Each year in the U.S., some 110,000 pesticide poisonings are reported by poison control centers, and 23,000 people visit emergency rooms for the same reason. And every year, about 20 people nationwide -- mostly children -- die from accidental pesticide poisoning.
Where once the primary public-health concern surrounding pesticides was the possibility of acute poisoning and the long-term potential for cancer, today's risk managers recognize that pesticides can also affect the nervous, endocrine, immune and reproductive systems, and that they pose heightened threats to infants, young children, the unborn, and other subpopulations that are especially susceptible to toxic pollutants.
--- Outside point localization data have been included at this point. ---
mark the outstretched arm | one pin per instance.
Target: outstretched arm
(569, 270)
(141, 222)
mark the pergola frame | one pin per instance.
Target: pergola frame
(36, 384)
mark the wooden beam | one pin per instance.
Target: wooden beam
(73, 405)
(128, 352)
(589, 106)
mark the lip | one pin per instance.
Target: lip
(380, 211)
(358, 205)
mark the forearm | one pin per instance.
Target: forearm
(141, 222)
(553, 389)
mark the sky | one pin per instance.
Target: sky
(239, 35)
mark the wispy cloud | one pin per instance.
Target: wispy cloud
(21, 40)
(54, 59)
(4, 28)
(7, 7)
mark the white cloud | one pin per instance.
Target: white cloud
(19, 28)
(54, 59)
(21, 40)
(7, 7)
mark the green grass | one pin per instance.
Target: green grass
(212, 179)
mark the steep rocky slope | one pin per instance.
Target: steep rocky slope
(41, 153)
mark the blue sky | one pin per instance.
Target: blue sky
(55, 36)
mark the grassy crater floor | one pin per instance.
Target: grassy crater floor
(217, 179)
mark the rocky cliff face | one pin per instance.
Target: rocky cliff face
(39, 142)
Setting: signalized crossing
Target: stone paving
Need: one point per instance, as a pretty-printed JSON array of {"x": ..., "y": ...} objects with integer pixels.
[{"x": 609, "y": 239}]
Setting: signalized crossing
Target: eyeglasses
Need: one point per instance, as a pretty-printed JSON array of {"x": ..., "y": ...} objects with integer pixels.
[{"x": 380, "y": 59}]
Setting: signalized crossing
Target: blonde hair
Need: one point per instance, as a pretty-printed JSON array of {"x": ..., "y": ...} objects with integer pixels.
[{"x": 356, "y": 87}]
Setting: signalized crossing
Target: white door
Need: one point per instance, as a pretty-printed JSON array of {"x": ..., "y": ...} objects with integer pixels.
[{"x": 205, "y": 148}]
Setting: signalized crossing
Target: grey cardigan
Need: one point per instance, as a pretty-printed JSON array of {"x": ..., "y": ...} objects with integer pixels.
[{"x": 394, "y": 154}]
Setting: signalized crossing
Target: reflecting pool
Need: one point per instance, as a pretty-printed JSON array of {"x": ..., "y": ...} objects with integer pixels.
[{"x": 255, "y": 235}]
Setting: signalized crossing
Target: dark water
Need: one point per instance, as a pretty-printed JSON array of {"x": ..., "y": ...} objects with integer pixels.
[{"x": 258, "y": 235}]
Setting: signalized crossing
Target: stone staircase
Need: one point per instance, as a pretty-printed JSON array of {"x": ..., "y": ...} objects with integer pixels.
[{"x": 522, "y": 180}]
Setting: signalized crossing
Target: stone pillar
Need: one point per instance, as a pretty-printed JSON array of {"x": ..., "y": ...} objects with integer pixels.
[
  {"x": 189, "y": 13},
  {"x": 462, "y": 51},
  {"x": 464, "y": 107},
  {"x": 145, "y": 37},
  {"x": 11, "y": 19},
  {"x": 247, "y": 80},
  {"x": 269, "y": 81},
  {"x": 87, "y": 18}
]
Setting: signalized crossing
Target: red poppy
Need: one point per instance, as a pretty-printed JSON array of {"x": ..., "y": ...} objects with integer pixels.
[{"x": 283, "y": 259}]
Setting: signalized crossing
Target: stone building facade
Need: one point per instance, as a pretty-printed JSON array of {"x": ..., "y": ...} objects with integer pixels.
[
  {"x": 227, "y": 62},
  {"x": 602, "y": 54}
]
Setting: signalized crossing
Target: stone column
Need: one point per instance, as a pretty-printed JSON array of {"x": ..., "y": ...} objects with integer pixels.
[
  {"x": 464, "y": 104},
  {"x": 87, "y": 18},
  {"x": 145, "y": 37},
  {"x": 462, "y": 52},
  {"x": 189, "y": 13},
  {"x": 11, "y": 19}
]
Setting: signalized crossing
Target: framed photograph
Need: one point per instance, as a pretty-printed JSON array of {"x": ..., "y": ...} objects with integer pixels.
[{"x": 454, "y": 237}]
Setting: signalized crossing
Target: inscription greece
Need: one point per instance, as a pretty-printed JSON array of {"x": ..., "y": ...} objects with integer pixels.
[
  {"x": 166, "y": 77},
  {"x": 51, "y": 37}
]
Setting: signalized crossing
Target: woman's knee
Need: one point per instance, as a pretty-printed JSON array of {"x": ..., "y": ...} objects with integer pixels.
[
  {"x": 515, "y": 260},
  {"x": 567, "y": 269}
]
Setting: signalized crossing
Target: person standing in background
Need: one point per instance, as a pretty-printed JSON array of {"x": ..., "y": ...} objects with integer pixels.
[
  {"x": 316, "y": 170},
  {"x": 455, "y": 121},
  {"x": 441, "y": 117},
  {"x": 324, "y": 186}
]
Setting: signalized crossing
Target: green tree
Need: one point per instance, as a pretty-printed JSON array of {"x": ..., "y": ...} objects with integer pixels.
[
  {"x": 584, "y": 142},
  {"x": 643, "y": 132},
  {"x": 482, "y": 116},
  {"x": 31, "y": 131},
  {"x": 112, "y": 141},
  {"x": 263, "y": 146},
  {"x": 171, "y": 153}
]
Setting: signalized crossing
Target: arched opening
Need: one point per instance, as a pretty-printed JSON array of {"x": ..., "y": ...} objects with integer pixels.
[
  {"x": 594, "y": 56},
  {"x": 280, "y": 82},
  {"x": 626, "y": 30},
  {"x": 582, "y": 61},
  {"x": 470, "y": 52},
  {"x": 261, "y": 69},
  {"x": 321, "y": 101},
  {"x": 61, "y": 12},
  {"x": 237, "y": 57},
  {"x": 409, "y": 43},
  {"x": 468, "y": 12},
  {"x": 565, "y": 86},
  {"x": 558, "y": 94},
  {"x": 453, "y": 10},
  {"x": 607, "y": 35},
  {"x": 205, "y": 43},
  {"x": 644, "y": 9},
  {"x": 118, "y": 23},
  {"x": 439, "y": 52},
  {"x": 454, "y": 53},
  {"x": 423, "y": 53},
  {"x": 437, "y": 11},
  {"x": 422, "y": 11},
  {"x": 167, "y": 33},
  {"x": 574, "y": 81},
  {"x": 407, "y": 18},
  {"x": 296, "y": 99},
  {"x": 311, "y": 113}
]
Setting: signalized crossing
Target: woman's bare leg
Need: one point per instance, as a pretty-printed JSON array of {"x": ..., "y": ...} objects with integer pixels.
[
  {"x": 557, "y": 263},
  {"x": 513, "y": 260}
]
Converting to 100 percent biointensive IPM by 2020, as Consumers Union recommends, will reduce the total public health risk from pesticides by at least 75 percent from today's levels.
Environment:
Most environmental risks and ecological damage from pesticide use result from toxic effects of pesticides on various living organisms. Studies have found insecticides are the most toxic class of pesticides, followed by herbicides, acaricides (mite killers) and fungicides.
Impacts on non-target organisms depend on how the pesticide degrades and moves through the hydrological cycle, the soil and food chains.
Adverse impacts on beneficial organisms tend to be greatest where several different pesticides, especially insecticides, are applied routinely.
Effectiveness:
It takes from two to five applications of pesticides today to accomplish what just one application accomplished in the early 1970s.
More than 500 insect pests, 270 weed species and 150 plant diseases are now resistant to one or more pesticides.
The federal Environmental Protection Agency (EPA) has banned some of the worst pesticides, but the agency currently approves about
10 new active ingredients for each one it takes off the market. The EPA's rulings in the 1970s ended 25 percent of insecticide applications then in use.
Since 1986, however, EPA's actions have reduced pesticide use by less than 1 percent..
Costs:
In 1995 U.S. pesticide sales totaled $10.4 billion, and amounted to 1.25 billion pounds of active ingredients. About 75 percent of those expenditures went for agricultural applications.
Efforts to regulate pesticides cost American industry and taxpayers well in excess of $1 billion a year. While the public-health benefits of pesticide regulation have been shrinking, costs have been rising and are expected to rise still further. A growing share of the cost of pesticide regulation, moreover, is borne by state governments.
Federal expenditures for research on pesticides or pest management in 1995 totaled some $255 million. Less than 13 percent of that (about $32 million) supported work that contributes to biointensive IPM. The pesticide industry, meanwhile, spent about twice that much in 1995 just on print advertising.